Today we had our septic tank pumped. It wasn’t long before I was running to close all the windows and fast! The fact that “IT” happens doesn’t make it pleasant or inviting, but it’s necessary.
Our day yesterday was similar, but there wasn’t a pump truck involved. It was our thoughts and words. “IT” happens when we try to communicate through the yuckiness of conflict. “IT” happens when we fail to pause and listen to the burdens our spouse is carrying. Just because we don’t struggle in the same way they do, doesn’t mean their “IT” isn’t just as significant.
Whether your struggle is finances, career changes, relational conflict, or physical pain, having a spouse who draws close to hear your heart is the best remedy. If your spouse is one who instead requires space to process their thoughts—give them the time and space they need without a cold shoulder. Oftentimes it’s the husband who requires more time.
Gary Thomas in his book, Loving Him Well, quotes Michael Gurian, “Neurological studies show that men may take up to seven hours longer than women to process complex emotional data.

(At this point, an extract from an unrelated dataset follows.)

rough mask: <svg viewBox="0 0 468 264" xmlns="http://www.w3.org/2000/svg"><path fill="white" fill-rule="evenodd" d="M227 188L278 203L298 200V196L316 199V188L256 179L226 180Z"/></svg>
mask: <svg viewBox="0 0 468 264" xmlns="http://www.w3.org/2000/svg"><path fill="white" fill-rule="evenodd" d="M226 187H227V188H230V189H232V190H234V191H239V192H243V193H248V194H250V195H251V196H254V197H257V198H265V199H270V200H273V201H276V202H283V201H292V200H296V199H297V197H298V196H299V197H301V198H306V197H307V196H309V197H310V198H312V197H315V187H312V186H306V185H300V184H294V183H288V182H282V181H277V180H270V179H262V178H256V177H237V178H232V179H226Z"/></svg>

Think of that: seven hours! Why this delay? Many physiological facts help to explain it: men have a smaller hippocampus in the limbic system (which processes emotional experiences); females have more neural pathways to and from the emotive centers of the brain; and the bundle of nerves that connects the left and right portions of the brain—allowing the processing of thoughts and talk with emotions—is about 25 percent smaller in men than in women.”
Only you know your spouse on this level. Cherishing your spouse requires you to help them process the IT that happens. It may be time to roll up your sleeves and do the necessary work. The health of your marriage depends on it.
(There are couples who don’t fit this generalization. The truths still apply whether it’s the husband or wife who requires more time to process.)